Data Science Asked on December 7, 2021
I was working with a dataset that had a textual column as well as numerical columns, so I used TFIDF
for the textual column and created a sparse matrix, similarly for the numerical features I created a sparse matrix using scipy.sparse.csr_matrix
and combined them with the text sparse features.
Then I’m feeding the algorithm to a gradient boosting model and doing the rest of the training and prediction.
However I want to know, is there any way I can plot the feature importance, of this sparse matrix and will be able to know the important feature column names?
You would have a map of your features from the TFIDF map.
column_names_from_text_features = vectorizer.vocabulary_
rev_dictionary = {v:k for k,v in vectorizer.vocabulary_.items()}
column_names_from_text_features = [v for k,v in rev_dictionary.items()]
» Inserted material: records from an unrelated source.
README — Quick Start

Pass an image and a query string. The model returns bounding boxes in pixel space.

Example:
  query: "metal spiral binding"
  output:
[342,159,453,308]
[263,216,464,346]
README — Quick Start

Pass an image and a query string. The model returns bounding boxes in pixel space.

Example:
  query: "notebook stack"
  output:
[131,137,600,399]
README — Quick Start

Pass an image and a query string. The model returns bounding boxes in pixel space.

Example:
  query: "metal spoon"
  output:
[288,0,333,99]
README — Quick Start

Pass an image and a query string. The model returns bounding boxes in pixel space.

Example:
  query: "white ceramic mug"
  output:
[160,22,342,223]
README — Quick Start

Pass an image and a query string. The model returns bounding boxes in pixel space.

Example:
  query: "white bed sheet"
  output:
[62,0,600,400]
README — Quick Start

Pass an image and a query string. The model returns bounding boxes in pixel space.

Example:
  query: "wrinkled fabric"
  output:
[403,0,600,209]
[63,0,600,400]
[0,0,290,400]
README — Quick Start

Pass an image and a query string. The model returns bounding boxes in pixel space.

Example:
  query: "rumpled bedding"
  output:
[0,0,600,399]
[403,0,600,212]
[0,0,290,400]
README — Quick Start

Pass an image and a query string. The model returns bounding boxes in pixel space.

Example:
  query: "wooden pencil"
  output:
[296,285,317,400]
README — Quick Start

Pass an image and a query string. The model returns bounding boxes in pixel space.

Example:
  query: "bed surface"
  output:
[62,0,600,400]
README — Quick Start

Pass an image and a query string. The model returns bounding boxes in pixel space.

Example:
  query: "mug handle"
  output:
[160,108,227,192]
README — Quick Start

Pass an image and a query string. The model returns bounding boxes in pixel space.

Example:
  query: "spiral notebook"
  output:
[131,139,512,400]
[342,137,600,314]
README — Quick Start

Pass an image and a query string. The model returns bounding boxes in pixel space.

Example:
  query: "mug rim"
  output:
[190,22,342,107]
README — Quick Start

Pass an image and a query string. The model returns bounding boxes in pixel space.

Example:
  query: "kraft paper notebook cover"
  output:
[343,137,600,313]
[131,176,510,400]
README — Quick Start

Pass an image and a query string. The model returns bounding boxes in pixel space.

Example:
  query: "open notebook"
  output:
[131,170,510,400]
Since you know the column names of your other features, the entire list of features you pass to XGBoost (after the scipy.hstack
) could be
all_columns = column_names_from_text_features + other columns
(or depending on the order in which you horizontally stacked)
Now, once you run the XGBoost Model, you can use the plot_importance function for feature importance. Your code would look something like this:
from xgboost import XGBClassifier, plot_importance
fig, ax = plt.subplots(figsize=(15, 8))
plot_importance(<xgb-classifier>, max_num_features = 15, xlabel='F-score', ylabel='Features', ax=ax)
plt.show()
These features would be labeled fxxx, fyyy etc where xxx and yyy are the indices of the features passed to xgboost.
Using the all_columns
constructed in the first part, you could map the features to in indices in the plot encoding.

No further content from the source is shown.